Aden’s shout of outrage roused Ras in an instant and he joined him at the edge, staring down hopelessly toward the seemingly endless bottom of the waterfall. Aden’s pale moonlit cheeks were flushed with disappointment and anger at his own stupidity. His father had told him a week earlier that fishing pole was going to be his last one and he would have to find a cheaper past time.
“Well,” Ras began. “Guess you’re back to whittling then.”
“How can you say that?” Aden yelled, rounding on his friend.
“Aden, calm down. It’s just another fishing pole. We should be getting back anyway.”
Ras’s inability to feel sympathy for his loss enraged him further and he shoved him, watching as he lost his balance. Ras’s shoulder collided painfully with a nearby boulder and he quickly turned to face his friend, backing away from the edge for safety. His timing couldn’t have been better as the ground beneath them began to quake and tremble, growing worse by the second.
“Aden, over here,” Ras shouted, holding onto a secure boulder with one hand and grasping for his friend through the dust screen caused by debris in the air.
It felt like hours before Aden grasped his hand and was a visible outline through the debris.
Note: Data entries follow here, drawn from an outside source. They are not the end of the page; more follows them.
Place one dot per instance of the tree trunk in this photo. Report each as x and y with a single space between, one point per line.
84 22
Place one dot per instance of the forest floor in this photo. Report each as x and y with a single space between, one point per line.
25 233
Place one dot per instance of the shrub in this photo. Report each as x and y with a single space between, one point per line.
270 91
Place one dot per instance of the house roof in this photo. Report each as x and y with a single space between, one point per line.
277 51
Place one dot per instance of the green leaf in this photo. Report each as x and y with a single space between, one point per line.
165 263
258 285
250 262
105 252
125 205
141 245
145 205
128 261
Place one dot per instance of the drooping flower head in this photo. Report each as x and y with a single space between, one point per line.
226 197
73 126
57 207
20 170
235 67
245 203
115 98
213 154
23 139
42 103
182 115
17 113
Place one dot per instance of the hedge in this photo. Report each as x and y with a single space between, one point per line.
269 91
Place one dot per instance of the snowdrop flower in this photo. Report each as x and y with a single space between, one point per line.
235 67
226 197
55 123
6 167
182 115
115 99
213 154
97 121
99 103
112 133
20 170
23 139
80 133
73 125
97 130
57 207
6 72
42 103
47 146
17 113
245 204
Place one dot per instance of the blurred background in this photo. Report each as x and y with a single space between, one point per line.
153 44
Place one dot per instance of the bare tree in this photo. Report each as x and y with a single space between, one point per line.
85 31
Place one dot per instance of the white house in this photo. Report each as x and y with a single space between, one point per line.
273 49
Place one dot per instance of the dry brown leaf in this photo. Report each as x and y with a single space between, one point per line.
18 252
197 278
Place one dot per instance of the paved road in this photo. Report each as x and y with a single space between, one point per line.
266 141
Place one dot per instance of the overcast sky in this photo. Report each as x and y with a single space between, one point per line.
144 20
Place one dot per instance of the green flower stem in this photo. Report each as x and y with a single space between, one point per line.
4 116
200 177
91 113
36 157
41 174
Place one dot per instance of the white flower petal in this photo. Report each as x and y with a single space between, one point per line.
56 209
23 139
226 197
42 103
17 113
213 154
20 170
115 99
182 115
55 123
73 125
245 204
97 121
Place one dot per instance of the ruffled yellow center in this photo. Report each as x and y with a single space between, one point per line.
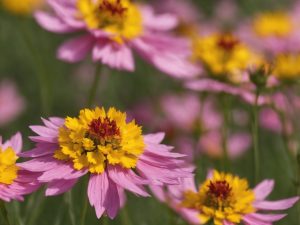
224 55
121 18
22 7
97 138
8 168
273 24
223 197
287 66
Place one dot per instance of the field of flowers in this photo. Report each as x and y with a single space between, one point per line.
170 112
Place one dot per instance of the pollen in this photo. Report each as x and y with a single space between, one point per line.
270 24
223 197
120 18
8 168
224 56
97 138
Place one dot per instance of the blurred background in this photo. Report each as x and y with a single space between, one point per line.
34 84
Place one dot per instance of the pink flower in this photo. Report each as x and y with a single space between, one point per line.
114 30
189 201
107 148
14 181
11 103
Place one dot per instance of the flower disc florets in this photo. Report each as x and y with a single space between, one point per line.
8 168
121 18
97 138
223 197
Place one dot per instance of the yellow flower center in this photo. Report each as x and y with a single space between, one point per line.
223 197
273 24
224 55
287 66
97 138
22 7
121 18
8 168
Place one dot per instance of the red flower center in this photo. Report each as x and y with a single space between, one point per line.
115 8
103 128
219 189
227 42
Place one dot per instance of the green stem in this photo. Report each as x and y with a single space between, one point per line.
4 213
256 156
69 200
94 86
41 72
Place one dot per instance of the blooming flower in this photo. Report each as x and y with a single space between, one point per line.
112 150
11 104
14 181
112 29
23 7
226 199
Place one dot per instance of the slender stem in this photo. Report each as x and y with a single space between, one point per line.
256 156
94 86
85 204
225 132
4 213
41 72
69 200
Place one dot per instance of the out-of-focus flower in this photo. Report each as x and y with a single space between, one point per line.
112 150
11 103
224 56
14 181
287 66
22 7
273 32
112 29
226 199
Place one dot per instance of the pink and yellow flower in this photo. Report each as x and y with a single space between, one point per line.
226 199
112 29
14 181
111 150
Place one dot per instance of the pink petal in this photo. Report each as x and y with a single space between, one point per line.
75 49
57 187
97 190
115 55
263 189
267 217
52 23
125 179
276 205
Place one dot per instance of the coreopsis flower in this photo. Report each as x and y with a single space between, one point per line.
11 103
286 66
24 7
226 199
112 151
112 29
14 181
273 32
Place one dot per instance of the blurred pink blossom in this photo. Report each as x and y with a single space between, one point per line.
11 103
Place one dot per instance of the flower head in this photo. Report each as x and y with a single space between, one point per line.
14 181
273 24
113 29
224 55
109 148
224 198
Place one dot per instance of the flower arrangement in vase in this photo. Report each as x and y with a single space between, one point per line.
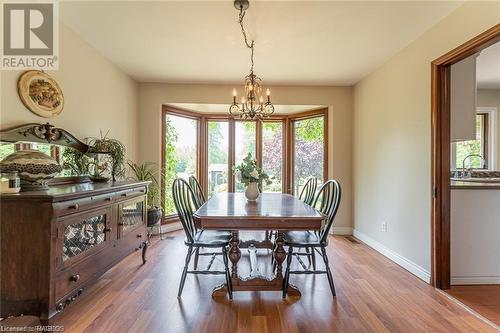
251 176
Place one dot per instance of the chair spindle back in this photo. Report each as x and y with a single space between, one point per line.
329 194
185 204
198 193
309 190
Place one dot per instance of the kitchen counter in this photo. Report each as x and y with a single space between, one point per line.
464 185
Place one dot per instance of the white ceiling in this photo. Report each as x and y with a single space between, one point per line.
297 42
488 68
223 108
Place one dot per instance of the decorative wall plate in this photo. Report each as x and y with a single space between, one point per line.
40 93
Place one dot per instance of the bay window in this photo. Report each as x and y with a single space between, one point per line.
290 148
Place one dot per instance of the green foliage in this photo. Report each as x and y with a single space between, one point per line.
169 171
115 154
76 162
215 138
248 172
466 148
5 150
310 130
147 172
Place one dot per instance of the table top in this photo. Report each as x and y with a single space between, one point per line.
271 210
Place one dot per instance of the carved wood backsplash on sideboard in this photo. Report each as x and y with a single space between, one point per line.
56 243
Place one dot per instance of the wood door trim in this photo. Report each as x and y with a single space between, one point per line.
440 152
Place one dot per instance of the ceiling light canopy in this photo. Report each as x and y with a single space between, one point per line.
253 105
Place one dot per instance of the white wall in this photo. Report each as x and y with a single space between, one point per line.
491 98
339 100
392 139
98 95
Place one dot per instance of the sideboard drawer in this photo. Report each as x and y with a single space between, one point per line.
71 278
79 205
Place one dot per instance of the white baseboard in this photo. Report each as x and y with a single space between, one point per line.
342 231
464 280
409 265
167 228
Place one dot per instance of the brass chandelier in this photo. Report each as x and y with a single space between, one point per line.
252 104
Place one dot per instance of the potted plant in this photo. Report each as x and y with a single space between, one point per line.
147 172
251 176
113 154
76 162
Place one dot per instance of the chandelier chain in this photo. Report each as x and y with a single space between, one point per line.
249 45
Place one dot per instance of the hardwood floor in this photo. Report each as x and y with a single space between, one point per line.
484 299
373 295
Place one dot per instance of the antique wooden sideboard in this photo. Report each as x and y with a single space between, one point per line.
56 243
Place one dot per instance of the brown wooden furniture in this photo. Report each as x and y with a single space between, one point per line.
56 243
271 211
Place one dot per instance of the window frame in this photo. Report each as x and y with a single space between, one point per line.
287 121
169 110
304 116
489 135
Ras pulled him close and the two clung on for dear life, not knowing if they were going to live to see another sunrise. Almost as soon as it had started, the quaking and trembling halted, allowing the dust to settle at their feet. Part of the ledge they were fishing off of had crumbled away along with Ras’s favorite boulder.
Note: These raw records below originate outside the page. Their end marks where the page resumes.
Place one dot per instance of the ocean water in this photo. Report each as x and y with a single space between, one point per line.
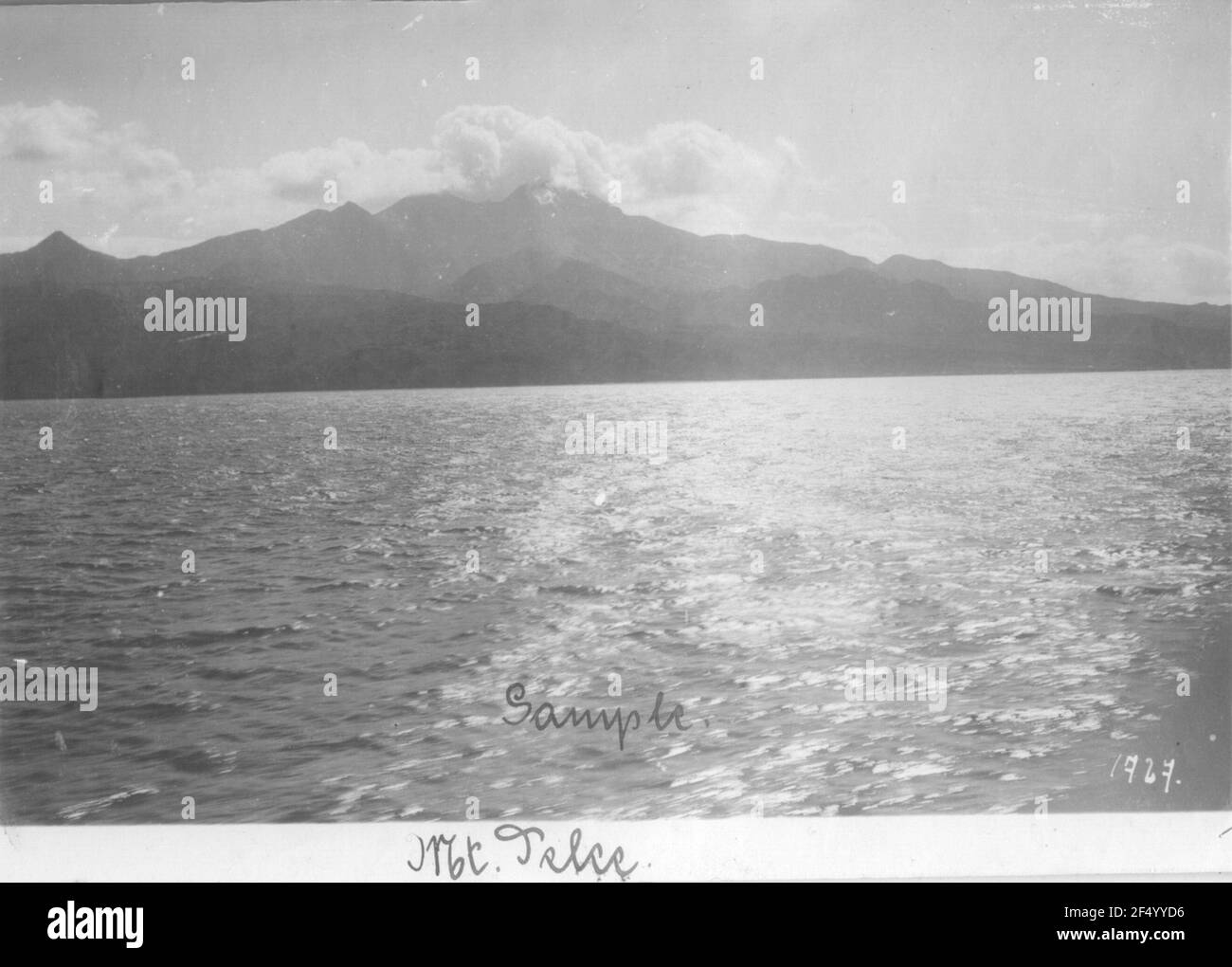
450 548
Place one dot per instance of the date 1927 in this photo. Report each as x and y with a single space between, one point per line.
1149 775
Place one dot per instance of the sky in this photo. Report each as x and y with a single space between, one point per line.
1071 177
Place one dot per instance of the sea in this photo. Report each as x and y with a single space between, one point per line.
398 626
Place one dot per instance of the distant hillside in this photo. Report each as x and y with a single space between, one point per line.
571 291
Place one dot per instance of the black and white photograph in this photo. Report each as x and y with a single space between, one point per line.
579 412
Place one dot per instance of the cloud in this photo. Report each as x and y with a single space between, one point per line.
66 142
362 173
686 173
“What was that?” Aden gasped out, choking on the leftover dust in his throat.
“Had to be an earthquake,” Ras was replying just as another vibration jolted through the rocks surrounding the waterfall.
The terror in Aden’s voice had Ras following his gaze upwards to the middle of the waterfall itself where a massive blue horned head was forcing its way out. A long, scaly neck soon followed along with a pair of wings. The beast paused for a moment, wings bracing it against the waterfall as it caught its breath. The boys, frozen in terror, had hands clasped across each other’s mouths so neither of them would let out the scream building up inside. When the beast’s gleaming eyes roamed in their direction and hovered, they found themselves unable to breathe.
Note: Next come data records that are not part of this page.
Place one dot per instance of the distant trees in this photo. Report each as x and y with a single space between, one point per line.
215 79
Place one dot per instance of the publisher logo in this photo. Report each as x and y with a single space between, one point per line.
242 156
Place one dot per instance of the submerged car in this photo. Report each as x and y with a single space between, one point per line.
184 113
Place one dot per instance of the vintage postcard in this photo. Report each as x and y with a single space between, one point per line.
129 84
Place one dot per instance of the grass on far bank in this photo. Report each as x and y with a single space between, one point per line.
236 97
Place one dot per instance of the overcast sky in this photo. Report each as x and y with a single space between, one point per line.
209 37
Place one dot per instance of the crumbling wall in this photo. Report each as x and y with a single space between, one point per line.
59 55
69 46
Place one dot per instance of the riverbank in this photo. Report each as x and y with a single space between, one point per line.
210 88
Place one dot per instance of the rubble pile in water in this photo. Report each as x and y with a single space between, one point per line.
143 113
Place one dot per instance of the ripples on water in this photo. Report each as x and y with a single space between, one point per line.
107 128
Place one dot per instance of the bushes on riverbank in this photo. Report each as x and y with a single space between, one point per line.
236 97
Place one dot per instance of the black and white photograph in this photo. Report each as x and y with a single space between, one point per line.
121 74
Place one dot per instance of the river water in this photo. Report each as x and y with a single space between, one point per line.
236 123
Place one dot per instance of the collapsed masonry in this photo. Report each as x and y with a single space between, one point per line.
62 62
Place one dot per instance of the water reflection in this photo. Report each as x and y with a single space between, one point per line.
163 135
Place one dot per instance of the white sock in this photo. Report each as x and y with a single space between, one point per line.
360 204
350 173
At last, the beast looked away and dragged the rest of its body free of its watery prison. Its long, spiked tail lashed around as it tried to gain balance. Just as the boys were starting to hyperventilate, the beast launched itself off of the waterfall with a loud whooshing sound and disappeared into the night. Aden and Ras stared at each other in horror and excitement.
“We are going to be in so much trouble,” Aden whimpered, already beginning to pace.
“Just imagine if we could have taken that back to the town with us! You’d be the next great dragon slayer,” Ras exclaimed.
“Instead, we just released it and I’ll be forever known as the town idiot.”
“Well, there is that,” Ras chuckled.